La policía sacó todas las pequeñas posesiones del cuarto de la sirvienta;
estaban buscando alcohol hecho en casa, porque los negros no tenían permiso
para comprar alcohol y por eso lo preparaban con diferentes ingredientes. Quién
no lo haría. Pero ella no tenía nada de eso; quizá era fin de semana y no había
preparado. Para mí fue un momento impactante: es mi casa, están parados en mi
jardín y mis padres han permitido que eso pase. No preguntaron siquiera si
traían permiso para inspeccionar; cooperaron con esa locura policiaca, y eso
derivó en uno de los primeros cuentos que escribí. Fue así como me convertí en
alguien políticamente alerta, no leyendo a Marx ni a Lenin (mis lecturas
políticas vinieron mucho después) sino a través de experiencias personales.
Apartheid
Cuando yo me divorcié de mi
primer esposo, pobre, batallando como escritora, tenía un departamento muy
chico con mi pequeña hija. Te hacías muy audaz para superar ciertas
prohibiciones del apartheid; mis amigos negros, mis camaradas, no podían venir
por la puerta delantera, pero había una puerta trasera y por ahí entraban y
salían, y hacíamos fiestas y muchas cosas completamente prohibidas. Aprendes a
mentir cuando estás en la oposición política. Luego hablé con gente en otros
países, en circunstancias más o menos similares, y nos reíamos mucho porque
ellos habían hecho el mismo tipo de cosas.

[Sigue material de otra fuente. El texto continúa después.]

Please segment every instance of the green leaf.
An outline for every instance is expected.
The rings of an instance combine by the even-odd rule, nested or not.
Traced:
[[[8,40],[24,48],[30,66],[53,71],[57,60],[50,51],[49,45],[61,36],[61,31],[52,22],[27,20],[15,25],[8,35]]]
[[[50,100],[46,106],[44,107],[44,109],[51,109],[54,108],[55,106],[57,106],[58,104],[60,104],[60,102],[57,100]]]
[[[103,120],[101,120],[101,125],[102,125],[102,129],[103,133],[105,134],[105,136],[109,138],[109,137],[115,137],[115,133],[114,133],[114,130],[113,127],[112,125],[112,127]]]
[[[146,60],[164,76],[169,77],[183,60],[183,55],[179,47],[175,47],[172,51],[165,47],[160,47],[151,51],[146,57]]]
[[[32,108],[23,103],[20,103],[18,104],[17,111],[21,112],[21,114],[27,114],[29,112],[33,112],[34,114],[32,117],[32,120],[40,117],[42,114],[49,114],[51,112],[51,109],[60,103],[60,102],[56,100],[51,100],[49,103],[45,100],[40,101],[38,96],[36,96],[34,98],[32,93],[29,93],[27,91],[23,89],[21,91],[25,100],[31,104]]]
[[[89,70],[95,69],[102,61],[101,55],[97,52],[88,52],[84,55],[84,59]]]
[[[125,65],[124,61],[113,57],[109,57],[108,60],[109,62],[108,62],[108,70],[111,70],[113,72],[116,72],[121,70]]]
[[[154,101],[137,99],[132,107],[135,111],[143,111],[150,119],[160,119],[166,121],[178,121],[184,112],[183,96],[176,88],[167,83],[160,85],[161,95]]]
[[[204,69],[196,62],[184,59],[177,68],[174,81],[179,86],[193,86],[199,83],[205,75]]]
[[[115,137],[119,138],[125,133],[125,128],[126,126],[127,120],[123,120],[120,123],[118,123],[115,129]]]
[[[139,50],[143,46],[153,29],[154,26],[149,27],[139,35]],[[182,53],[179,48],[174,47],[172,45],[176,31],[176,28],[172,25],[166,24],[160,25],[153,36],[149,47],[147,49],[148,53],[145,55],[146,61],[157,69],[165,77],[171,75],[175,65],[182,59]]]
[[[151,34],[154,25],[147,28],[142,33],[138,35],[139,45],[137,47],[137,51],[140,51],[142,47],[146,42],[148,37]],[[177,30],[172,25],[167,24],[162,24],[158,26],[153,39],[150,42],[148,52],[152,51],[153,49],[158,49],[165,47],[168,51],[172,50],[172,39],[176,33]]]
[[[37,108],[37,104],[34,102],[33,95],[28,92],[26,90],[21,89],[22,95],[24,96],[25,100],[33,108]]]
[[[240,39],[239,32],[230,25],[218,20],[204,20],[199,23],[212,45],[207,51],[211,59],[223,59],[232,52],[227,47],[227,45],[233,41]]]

Había un claro enemigo: teníamos
que deshacernos del apartheid, teníamos que eliminar ese régimen, remanente del
racismo y la opresión que comenzó en este país en 1652, cuando llegaron los
primeros holandeses. Los siglos pasaron, y si el racismo no era de los
holandeses, era de los británicos, o de una mezcla de gente de todas partes del
mundo, gente blanca, mis ancestros... Así es que no teníamos tiempo ni
relajamiento mental para pensar más allá de eso. No pensábamos en los problemas
posteriores, sólo pensábamos: “¡Libertad!” Yo lo comparo con la caída del Muro
de Berlín, que ocurrió unos meses antes de que se legalizaran nuestros
movimientos liberadores. Veíamos en televisión gente corriendo hacia el muro,
derrumbándolo, abrazándose, besándose... Bueno, eso también sucedió aquí.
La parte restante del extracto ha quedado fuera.